The report also offers fresh insights on how the war’s effects on energy markets are clouding the global growth outlook. The war in Ukraine has led to a surge in prices across a wide range of energy-related commodities. Higher energy prices will lower real incomes, raise production costs, tighten financial conditions, and constrain macroeconomic policy especially in energy-importing countries.
Growth in advanced economies is projected to sharply decelerate from 5.1 percent in 2021 to 2.6 percent in 2022—1.2 percentage point below projections in January. Growth is expected to further moderate to 2.2 percent in 2023, largely reflecting the further unwinding of the fiscal and monetary policy support provided during the pandemic.
Among emerging market and developing economies, growth is also projected to fall from 6.6 percent in 2021 to 3.4 percent in 2022—well below the annual average of 4.8 percent over 2011-2019. The negative spillovers from the war will more than offset any near-term boost to some commodity exporters from higher energy prices. Forecasts for 2022 growth have been revised down in nearly 70 percent of EMDEs, including most commodity importing countries as well as four-fifths of low-income countries.

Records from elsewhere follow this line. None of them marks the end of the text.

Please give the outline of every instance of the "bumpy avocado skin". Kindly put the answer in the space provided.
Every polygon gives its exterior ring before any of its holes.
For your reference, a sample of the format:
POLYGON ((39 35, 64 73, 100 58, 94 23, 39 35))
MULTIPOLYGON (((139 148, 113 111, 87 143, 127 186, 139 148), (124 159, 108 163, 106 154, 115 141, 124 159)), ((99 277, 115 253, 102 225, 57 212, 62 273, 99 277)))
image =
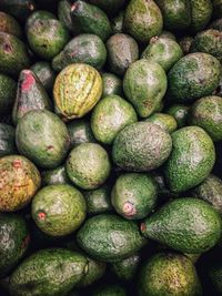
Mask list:
POLYGON ((176 253, 160 253, 143 266, 139 280, 141 296, 201 296, 195 267, 176 253))
POLYGON ((163 19, 153 0, 131 0, 124 16, 125 31, 137 41, 147 43, 153 35, 159 35, 163 19))
POLYGON ((165 164, 165 177, 174 193, 199 185, 215 162, 213 141, 199 126, 185 126, 172 133, 173 150, 165 164))
POLYGON ((199 198, 181 197, 163 205, 141 224, 142 234, 182 253, 200 254, 219 242, 220 214, 199 198), (204 228, 203 228, 204 225, 204 228))
POLYGON ((214 57, 195 52, 178 61, 168 74, 168 96, 176 103, 190 102, 219 86, 221 64, 214 57))

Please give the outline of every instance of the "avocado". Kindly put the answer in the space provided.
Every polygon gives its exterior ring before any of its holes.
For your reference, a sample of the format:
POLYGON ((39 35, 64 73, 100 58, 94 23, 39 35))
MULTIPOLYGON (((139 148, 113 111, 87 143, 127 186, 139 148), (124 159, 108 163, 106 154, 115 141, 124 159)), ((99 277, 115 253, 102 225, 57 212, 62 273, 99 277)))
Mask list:
POLYGON ((137 41, 128 34, 118 33, 107 41, 108 68, 117 75, 123 75, 131 63, 139 59, 137 41))
POLYGON ((29 246, 29 231, 24 218, 0 213, 0 277, 6 276, 24 256, 29 246))
POLYGON ((182 253, 212 248, 222 233, 220 214, 199 198, 181 197, 164 204, 141 224, 145 237, 182 253))
POLYGON ((22 30, 19 22, 10 14, 0 11, 0 32, 22 37, 22 30))
POLYGON ((70 147, 75 147, 82 143, 94 143, 95 139, 87 120, 74 120, 67 124, 70 134, 70 147))
POLYGON ((31 70, 22 70, 12 111, 14 125, 31 110, 52 110, 52 103, 36 74, 31 70))
POLYGON ((57 184, 36 194, 31 213, 42 232, 63 236, 80 227, 85 218, 87 205, 80 191, 68 184, 57 184))
POLYGON ((8 75, 0 73, 0 114, 11 113, 17 95, 17 82, 8 75))
POLYGON ((142 267, 141 296, 201 296, 202 286, 192 262, 176 253, 159 253, 142 267))
POLYGON ((16 130, 13 126, 0 123, 0 157, 17 153, 16 130))
POLYGON ((221 64, 214 57, 195 52, 179 60, 168 74, 168 96, 176 103, 211 95, 219 86, 221 64))
POLYGON ((105 41, 111 34, 111 23, 108 16, 100 8, 75 1, 71 7, 71 17, 75 34, 91 33, 105 41))
POLYGON ((125 171, 148 172, 161 166, 170 156, 171 150, 172 140, 168 132, 157 124, 138 122, 128 125, 117 135, 112 159, 125 171))
POLYGON ((102 96, 122 95, 122 80, 112 73, 102 74, 102 96))
POLYGON ((210 203, 222 214, 222 181, 218 176, 209 175, 199 186, 194 187, 190 194, 210 203))
POLYGON ((189 111, 190 125, 205 130, 213 141, 222 141, 222 100, 209 95, 198 100, 189 111))
POLYGON ((168 72, 182 57, 183 52, 176 41, 153 37, 141 58, 159 63, 168 72))
POLYGON ((110 214, 88 218, 77 241, 87 254, 102 262, 124 259, 147 243, 134 222, 110 214))
POLYGON ((36 3, 34 0, 1 0, 0 10, 24 22, 30 13, 36 10, 36 3))
POLYGON ((93 191, 85 191, 83 195, 89 215, 97 215, 112 211, 110 188, 108 185, 103 185, 93 191))
POLYGON ((172 133, 173 150, 165 164, 165 177, 174 193, 199 185, 215 162, 213 141, 199 126, 185 126, 172 133))
POLYGON ((175 119, 178 127, 183 127, 188 124, 189 106, 182 104, 172 104, 165 110, 165 113, 175 119))
POLYGON ((91 127, 94 137, 103 144, 112 144, 118 133, 138 121, 133 106, 119 95, 103 98, 93 109, 91 127))
POLYGON ((68 249, 41 249, 12 273, 10 295, 64 296, 87 273, 87 264, 84 256, 68 249))
POLYGON ((132 63, 123 79, 123 90, 141 118, 152 114, 167 91, 167 75, 162 67, 150 60, 132 63))
POLYGON ((27 38, 32 51, 42 59, 51 60, 70 39, 67 28, 52 17, 30 16, 27 20, 27 38))
POLYGON ((52 68, 61 71, 72 63, 87 63, 101 70, 107 60, 107 49, 100 37, 80 34, 73 38, 52 60, 52 68))
POLYGON ((198 33, 191 44, 191 52, 205 52, 222 62, 222 31, 209 29, 198 33))
POLYGON ((0 159, 0 212, 24 207, 41 185, 38 169, 21 155, 0 159))
POLYGON ((141 257, 139 254, 132 255, 125 259, 111 263, 111 271, 121 280, 131 280, 139 268, 141 257))
POLYGON ((47 110, 33 110, 22 116, 17 125, 16 141, 19 152, 42 169, 60 165, 70 146, 65 124, 47 110))
POLYGON ((30 58, 24 43, 16 35, 0 32, 0 72, 17 78, 29 65, 30 58))
POLYGON ((111 201, 119 215, 128 220, 141 220, 154 210, 158 186, 152 175, 125 173, 117 178, 111 201))
POLYGON ((124 29, 138 42, 147 43, 159 35, 163 28, 163 19, 153 0, 130 0, 124 16, 124 29))
POLYGON ((101 186, 110 175, 111 163, 107 151, 95 143, 82 143, 74 147, 65 164, 69 178, 83 190, 101 186))
POLYGON ((37 62, 32 64, 31 71, 38 76, 44 89, 51 92, 56 80, 56 73, 50 63, 37 62))
POLYGON ((178 129, 175 119, 172 115, 165 113, 153 113, 151 116, 145 119, 145 122, 158 124, 169 133, 172 133, 178 129))

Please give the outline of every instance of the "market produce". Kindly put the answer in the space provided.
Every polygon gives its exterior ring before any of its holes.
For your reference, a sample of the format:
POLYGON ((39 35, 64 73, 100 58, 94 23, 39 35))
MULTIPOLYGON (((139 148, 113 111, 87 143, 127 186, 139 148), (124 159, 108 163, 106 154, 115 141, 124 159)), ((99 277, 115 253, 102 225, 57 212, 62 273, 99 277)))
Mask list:
POLYGON ((0 296, 222 295, 222 0, 0 0, 0 296))

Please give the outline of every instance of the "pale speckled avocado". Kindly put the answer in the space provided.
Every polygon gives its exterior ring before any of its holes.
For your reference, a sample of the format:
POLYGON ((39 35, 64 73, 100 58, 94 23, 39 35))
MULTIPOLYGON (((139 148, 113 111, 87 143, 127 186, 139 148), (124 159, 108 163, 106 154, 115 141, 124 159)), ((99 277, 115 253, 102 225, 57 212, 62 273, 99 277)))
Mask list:
POLYGON ((179 60, 168 74, 168 96, 174 102, 190 102, 210 95, 219 86, 220 61, 195 52, 179 60))
POLYGON ((91 127, 99 142, 111 144, 122 129, 137 121, 137 113, 128 101, 108 95, 92 111, 91 127))
POLYGON ((174 253, 160 253, 142 267, 140 296, 201 296, 202 287, 189 258, 174 253))
POLYGON ((145 59, 132 63, 123 79, 123 90, 141 118, 152 114, 167 91, 167 76, 162 67, 145 59))
POLYGON ((148 172, 161 166, 171 150, 172 140, 168 132, 157 124, 138 122, 124 127, 117 135, 112 159, 125 171, 148 172))
POLYGON ((108 67, 117 74, 123 75, 131 63, 139 59, 139 47, 133 38, 118 33, 107 41, 108 67))
POLYGON ((153 0, 131 0, 124 16, 124 29, 137 41, 147 43, 162 31, 163 19, 153 0))
POLYGON ((175 251, 199 254, 216 245, 222 233, 222 221, 209 203, 180 197, 145 218, 141 232, 145 237, 175 251))
POLYGON ((215 162, 213 141, 199 126, 185 126, 171 134, 172 153, 165 164, 165 177, 174 193, 199 185, 215 162))

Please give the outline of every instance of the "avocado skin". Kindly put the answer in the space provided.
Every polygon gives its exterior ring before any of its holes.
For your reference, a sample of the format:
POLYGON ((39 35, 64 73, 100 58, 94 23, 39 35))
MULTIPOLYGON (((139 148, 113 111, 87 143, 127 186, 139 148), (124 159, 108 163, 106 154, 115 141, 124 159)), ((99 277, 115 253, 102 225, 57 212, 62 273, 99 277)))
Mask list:
POLYGON ((0 73, 0 114, 11 113, 17 95, 17 82, 10 76, 0 73))
POLYGON ((222 181, 211 174, 190 195, 210 203, 222 215, 222 181))
POLYGON ((117 74, 123 75, 131 63, 139 59, 139 47, 133 38, 118 33, 107 41, 108 67, 117 74))
POLYGON ((134 222, 110 214, 88 218, 79 229, 77 241, 87 254, 101 262, 127 258, 147 242, 134 222))
POLYGON ((220 214, 208 203, 192 197, 164 204, 141 224, 142 234, 182 253, 199 254, 219 242, 220 214), (203 226, 204 225, 204 226, 203 226))
POLYGON ((153 0, 131 0, 124 16, 124 29, 138 42, 147 43, 153 35, 159 35, 163 19, 153 0))
POLYGON ((83 277, 87 258, 62 248, 41 249, 17 267, 10 277, 10 295, 64 296, 83 277))
POLYGON ((0 123, 0 157, 17 153, 16 130, 13 126, 0 123))
POLYGON ((222 141, 222 100, 210 95, 198 100, 189 111, 189 124, 206 131, 214 142, 222 141))
POLYGON ((73 38, 52 60, 52 68, 61 71, 71 63, 87 63, 101 70, 107 60, 107 49, 98 35, 80 34, 73 38))
POLYGON ((14 35, 0 32, 0 71, 17 78, 29 65, 30 58, 24 43, 14 35))
POLYGON ((29 245, 29 231, 23 217, 0 214, 0 277, 6 276, 23 257, 29 245))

The report highlights the need for decisive global and national policy action to avert the worst consequences of the war in Ukraine for the global economy. This will involve global efforts to limit the harm to those affected by the war, to cushion the blow from surging oil and food prices, to speed up debt relief, and to expand vaccinations in low-income countries. It will also involve vigorous supply responses at the national level while keeping global commodity markets functioning well.
Policymakers, moreover, should refrain from distortionary policies such as price controls, subsidies, and export bans, which could worsen the recent increase in commodity prices. Against the challenging backdrop of higher inflation, weaker growth, tighter financial conditions, and limited fiscal policy space, governments will need to reprioritize spending toward targeted relief for vulnerable populations.